The Liquor Licensing (Liquor Review) Amendment Act 2017 passed Parliament on 14 November 2017. 


What is happening right now?

Reforms to South Australia’s liquor laws will be implemented in stages. 

The first stage of reforms commenced on 18 December 2017.

Supply of alcohol to minors

The law has changed, with stronger penalties for people who illegally supply alcohol to anyone under 18.

Big parties and events will be targeted, where large groups of teenagers are supplied with alcohol.
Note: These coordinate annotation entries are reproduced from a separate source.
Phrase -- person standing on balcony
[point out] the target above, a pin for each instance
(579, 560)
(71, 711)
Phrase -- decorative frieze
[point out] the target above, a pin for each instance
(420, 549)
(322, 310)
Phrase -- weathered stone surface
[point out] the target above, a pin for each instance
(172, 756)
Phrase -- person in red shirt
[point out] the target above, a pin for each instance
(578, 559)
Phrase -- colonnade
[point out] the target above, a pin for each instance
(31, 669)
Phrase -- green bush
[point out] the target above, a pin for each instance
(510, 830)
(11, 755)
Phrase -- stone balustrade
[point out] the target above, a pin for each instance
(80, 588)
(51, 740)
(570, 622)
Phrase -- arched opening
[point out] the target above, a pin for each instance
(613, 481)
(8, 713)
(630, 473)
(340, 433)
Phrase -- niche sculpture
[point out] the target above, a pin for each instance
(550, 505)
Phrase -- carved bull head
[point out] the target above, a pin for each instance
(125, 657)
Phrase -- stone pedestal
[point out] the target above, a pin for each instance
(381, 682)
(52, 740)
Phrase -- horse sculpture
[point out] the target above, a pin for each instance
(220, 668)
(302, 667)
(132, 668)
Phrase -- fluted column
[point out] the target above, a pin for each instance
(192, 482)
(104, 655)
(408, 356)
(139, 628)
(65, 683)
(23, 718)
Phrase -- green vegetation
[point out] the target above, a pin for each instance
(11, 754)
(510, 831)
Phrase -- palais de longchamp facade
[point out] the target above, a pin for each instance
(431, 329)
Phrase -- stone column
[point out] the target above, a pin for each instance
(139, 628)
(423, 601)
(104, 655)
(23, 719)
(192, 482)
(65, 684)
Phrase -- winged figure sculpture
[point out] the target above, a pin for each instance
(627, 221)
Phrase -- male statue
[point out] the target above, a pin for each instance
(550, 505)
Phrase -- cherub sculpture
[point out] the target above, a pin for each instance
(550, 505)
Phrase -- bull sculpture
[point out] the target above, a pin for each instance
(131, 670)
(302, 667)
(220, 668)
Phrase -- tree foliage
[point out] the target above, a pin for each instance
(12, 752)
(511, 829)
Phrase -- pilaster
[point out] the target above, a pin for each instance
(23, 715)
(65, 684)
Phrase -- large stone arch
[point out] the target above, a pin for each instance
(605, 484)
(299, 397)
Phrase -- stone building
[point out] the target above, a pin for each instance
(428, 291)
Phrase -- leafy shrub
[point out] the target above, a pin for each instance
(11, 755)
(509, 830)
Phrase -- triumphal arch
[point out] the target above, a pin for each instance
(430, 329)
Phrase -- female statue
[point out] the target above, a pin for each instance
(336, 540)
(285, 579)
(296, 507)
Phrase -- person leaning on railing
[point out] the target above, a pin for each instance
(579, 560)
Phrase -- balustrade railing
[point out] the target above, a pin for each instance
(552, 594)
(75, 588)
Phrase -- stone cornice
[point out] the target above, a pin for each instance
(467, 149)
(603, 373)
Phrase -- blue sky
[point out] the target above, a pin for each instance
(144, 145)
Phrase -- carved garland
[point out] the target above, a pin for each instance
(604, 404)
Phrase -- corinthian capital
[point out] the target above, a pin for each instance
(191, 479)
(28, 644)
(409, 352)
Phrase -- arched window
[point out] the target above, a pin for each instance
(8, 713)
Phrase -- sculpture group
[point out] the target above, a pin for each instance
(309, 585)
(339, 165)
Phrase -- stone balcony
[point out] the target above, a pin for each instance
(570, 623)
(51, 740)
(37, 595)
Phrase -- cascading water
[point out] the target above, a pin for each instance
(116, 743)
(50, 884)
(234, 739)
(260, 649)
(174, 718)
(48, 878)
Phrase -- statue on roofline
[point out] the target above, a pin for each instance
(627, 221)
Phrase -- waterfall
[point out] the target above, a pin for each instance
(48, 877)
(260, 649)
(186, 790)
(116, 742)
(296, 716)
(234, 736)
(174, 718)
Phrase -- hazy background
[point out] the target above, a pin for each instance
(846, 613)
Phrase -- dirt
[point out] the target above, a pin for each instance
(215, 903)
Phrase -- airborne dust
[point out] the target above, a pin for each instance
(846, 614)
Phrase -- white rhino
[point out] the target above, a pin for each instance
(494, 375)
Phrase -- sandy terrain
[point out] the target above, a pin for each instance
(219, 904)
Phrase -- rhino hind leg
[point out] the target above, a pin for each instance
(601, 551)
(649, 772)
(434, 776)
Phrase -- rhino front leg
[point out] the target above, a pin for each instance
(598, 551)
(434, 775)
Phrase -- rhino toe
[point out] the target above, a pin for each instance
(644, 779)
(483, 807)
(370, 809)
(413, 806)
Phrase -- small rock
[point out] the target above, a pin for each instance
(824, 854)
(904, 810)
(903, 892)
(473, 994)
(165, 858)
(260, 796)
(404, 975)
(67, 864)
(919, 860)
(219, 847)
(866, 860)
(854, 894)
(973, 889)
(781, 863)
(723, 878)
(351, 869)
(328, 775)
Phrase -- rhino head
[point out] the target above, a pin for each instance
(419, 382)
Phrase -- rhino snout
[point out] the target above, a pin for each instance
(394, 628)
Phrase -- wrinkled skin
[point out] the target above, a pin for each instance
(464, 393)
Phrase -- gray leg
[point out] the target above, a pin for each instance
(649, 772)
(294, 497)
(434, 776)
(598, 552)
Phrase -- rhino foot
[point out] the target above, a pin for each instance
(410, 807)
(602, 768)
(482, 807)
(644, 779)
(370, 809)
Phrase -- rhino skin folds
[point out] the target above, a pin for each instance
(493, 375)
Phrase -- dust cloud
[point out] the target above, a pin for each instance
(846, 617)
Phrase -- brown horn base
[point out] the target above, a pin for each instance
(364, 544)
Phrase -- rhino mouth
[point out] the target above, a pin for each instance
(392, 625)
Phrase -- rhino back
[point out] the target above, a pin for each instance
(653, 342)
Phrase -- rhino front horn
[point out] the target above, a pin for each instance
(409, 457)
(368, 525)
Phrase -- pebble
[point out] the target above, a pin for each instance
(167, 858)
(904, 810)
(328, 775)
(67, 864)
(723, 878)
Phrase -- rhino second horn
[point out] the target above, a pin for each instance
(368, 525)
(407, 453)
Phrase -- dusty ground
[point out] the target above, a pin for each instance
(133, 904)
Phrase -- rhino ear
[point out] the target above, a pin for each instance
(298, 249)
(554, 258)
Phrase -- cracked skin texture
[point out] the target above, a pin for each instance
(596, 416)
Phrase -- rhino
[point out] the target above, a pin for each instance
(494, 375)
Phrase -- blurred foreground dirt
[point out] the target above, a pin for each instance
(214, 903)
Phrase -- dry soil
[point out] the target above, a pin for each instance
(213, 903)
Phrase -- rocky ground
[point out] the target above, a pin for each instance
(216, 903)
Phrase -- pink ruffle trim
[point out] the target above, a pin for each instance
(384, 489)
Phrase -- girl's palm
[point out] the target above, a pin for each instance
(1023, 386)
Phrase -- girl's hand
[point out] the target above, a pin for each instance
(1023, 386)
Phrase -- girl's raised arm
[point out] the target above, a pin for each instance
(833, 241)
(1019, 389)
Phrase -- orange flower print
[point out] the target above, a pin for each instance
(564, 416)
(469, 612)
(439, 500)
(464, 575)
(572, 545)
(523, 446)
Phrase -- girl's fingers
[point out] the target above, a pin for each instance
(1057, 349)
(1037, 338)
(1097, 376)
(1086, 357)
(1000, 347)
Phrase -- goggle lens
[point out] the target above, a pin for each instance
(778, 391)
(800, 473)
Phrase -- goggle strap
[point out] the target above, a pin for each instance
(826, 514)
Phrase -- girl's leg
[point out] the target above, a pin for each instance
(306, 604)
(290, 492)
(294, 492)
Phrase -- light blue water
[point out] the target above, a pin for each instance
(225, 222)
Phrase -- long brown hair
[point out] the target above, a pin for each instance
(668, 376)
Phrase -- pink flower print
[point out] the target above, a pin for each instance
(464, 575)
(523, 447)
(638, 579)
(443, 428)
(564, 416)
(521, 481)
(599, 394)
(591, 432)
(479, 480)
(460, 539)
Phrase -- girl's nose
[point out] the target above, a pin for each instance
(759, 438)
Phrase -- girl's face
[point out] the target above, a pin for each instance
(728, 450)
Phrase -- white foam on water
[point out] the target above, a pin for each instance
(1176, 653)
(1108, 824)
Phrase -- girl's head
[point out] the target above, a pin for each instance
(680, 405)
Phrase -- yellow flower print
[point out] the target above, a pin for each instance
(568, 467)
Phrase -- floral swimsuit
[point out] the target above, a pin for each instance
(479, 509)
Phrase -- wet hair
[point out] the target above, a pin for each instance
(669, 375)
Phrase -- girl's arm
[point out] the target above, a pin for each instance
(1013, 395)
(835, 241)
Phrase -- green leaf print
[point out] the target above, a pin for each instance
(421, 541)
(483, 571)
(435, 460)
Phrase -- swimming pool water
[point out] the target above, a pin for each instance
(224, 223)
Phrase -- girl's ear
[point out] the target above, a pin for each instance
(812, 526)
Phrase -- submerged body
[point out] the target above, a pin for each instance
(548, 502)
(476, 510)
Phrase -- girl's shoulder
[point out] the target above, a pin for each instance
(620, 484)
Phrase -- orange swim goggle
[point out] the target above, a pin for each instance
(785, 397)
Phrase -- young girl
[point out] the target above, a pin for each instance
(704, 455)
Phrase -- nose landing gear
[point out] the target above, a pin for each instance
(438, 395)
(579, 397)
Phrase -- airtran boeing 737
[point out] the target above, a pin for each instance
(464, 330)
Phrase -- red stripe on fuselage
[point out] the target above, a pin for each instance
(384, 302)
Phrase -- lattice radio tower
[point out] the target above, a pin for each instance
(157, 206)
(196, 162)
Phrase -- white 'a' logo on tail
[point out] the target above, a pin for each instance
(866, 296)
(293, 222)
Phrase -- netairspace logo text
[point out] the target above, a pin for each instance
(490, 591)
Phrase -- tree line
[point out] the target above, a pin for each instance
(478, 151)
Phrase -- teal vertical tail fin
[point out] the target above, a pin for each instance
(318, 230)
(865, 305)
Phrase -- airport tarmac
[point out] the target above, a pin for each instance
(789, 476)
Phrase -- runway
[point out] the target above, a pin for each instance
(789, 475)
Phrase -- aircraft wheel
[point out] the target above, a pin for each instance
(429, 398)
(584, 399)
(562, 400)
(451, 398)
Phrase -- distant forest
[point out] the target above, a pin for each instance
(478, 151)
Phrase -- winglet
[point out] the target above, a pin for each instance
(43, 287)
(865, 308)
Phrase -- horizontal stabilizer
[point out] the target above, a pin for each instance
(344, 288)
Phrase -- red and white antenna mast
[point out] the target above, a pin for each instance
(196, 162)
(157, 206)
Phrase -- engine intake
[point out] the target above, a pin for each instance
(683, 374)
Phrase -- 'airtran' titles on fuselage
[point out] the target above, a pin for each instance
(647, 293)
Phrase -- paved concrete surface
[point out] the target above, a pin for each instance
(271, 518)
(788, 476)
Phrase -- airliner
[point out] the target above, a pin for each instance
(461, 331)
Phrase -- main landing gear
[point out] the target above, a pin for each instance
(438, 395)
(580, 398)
The focus will be organised events, which is any event with an entry fee.

Parents and caregivers can still allow their underage teen to drink at a range of locations, so long as there is responsible supervision.

Find out more about the changes, and how they affect parents and teenagers:

Industry licensing changes

A number of licensing changes commenced on 18 December 2017. The changes cut red tape for licensed businesses and remove outdated and irrelevant restrictions, reducing regulatory burden and creating more efficient processes for industry.

Reducing restrictions on New Year’s, Sundays and holiday
Licensed businesses can now trade until 2am on New Year’s Day, without having to make a special application to trade beyond the hours on their licence.

Venues still cannot offer free alcohol to customers after midnight, in accordance with the Late Night Trading Code of Practice.

In addition, traders are now allowed to sell liquor on Christmas Day, the day after Christmas Day, Good Friday, the day after Good Friday and New Year’s Eve according to the trading hours that apply to that day of the week.

Holders of hotel, club and special circumstances licences have more flexibility in trading hours on Sundays without needing extended trading authorisation:

  • hotel licence: consumption on premises 8am - 12 midnight and consumption off premises 8am - 9pm
  • club licence: consumption on premises 8am - 12 midnight
  • special circumstances licence: consumption on or off premises 8am -12 midnight.

Trading extensions occurred automatically on 18 December and apply to all existing liquor licences.

Licensed premises must still follow the conditions of their development approval, and any conditions or approvals made under other legislation.

 Entertainment consent 

Licensed venues no longer need consent from Consumer and Business Services to host a range of entertainment, including music and comedy.

This makes it easier for businesses to host bands, supporting a vibrant live music scene.

Consent is still required for prescribed entertainment such as boxing, martial arts and sexually explicit entertainment.

Licensed premises must still follow the conditions of their development approval, and any conditions or approvals made under other legislation.

 Temporary approval of responsible persons

These reforms streamline the responsible person process and support employment.

Temporary approval of a responsible person is now available for up to 6 months, while the employee undertakes the responsible person vetting process.

This allows employees to start work faster, without businesses needing to wait weeks or months for approval.

Applications to become a responsible person remain the same, with temporary approval being granted once the relevant forms have been lodged.

Individuals can now also apply to become a responsible person, while previously applications could only be made by the licensee employing the person.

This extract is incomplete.